Once our image if fully downloaded, we can begin the AVD install (see above). The first tab is for "Basics" and it lets us configure our first Host Pool. As discussed earlier, you can pick either a "Personal" or "Pooled" Host Pool, depending on your needs.

The next tab is for "Virtual Machines" and this lets us configure the Session Hosts that will be tied to our first Host Pool. On screenshot 1 above, it is important that you pick "Azure Stack HCI Virtual Machine". Otherwise, if you don't pick this, the Session Hosts will be created in Azure and not your cluster. Make sure to pick the Custom Location tied to your cluster, and then pick your newly download Image. On screenshot 2 above, we'll be configuring the virtual hardware for the Session Host VMs. For "Security Type" the only option I could pick when using the portal was "Standard." I was not given the option to pick "Trusted Launch" or "Confidential." It is important that you already have a Logical Network created on your cluster, because you will need to pick one here for your VMs to use. If you need more details about Logical Networks, then see Part 4 of this series where I discuss creating one. Lastly, on screenshot 3 above, you'll need to provide details about your Active Directory domain. Your Session Host VMs will be automatically joined to the domain provided.

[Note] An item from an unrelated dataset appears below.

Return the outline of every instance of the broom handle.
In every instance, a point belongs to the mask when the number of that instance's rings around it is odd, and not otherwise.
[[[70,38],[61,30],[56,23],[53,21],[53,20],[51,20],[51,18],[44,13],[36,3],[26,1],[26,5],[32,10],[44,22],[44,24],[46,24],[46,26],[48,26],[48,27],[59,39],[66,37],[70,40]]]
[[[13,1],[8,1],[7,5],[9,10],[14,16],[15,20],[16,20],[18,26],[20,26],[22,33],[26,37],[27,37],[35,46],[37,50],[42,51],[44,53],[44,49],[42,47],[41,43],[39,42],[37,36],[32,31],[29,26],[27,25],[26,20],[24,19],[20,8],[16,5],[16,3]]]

The next tab called "Workspace" is shown above. This will let you create a new Workspace, as well as assign a Application Group of type Desktop to the new Workspace.

The last tab that I'm going to show is the "Advanced" tab (above). This lets you configure Diagnostic Settings, if desired.

After the deployment is complete, the only resources that you should see on your cluster will be 1 VM per Session Host.


IaC and Wrap Up

That's pretty much it for Azure Virtual Desktop. I have been working on some Bicep code to do all of this through Infrastructure As Code, but it's proven to be a little tricky.

Back in 2021 I wrote another blog post where I show how to deploy AVD using Terraform. At that time, Microsoft was using PowerShell Desired State Configuration (DSC) in order to deploy and configure the agent onto the Session Host VMs.

It seems they have moved away from this method. I dissected the AVD deployment that I recently completed and found that now they running a PowerShell script by way of a VM Custom Script Extension. It's taking me a little longer to convert this into Bicep, but when I am done I will update this post and include links to my GitHub.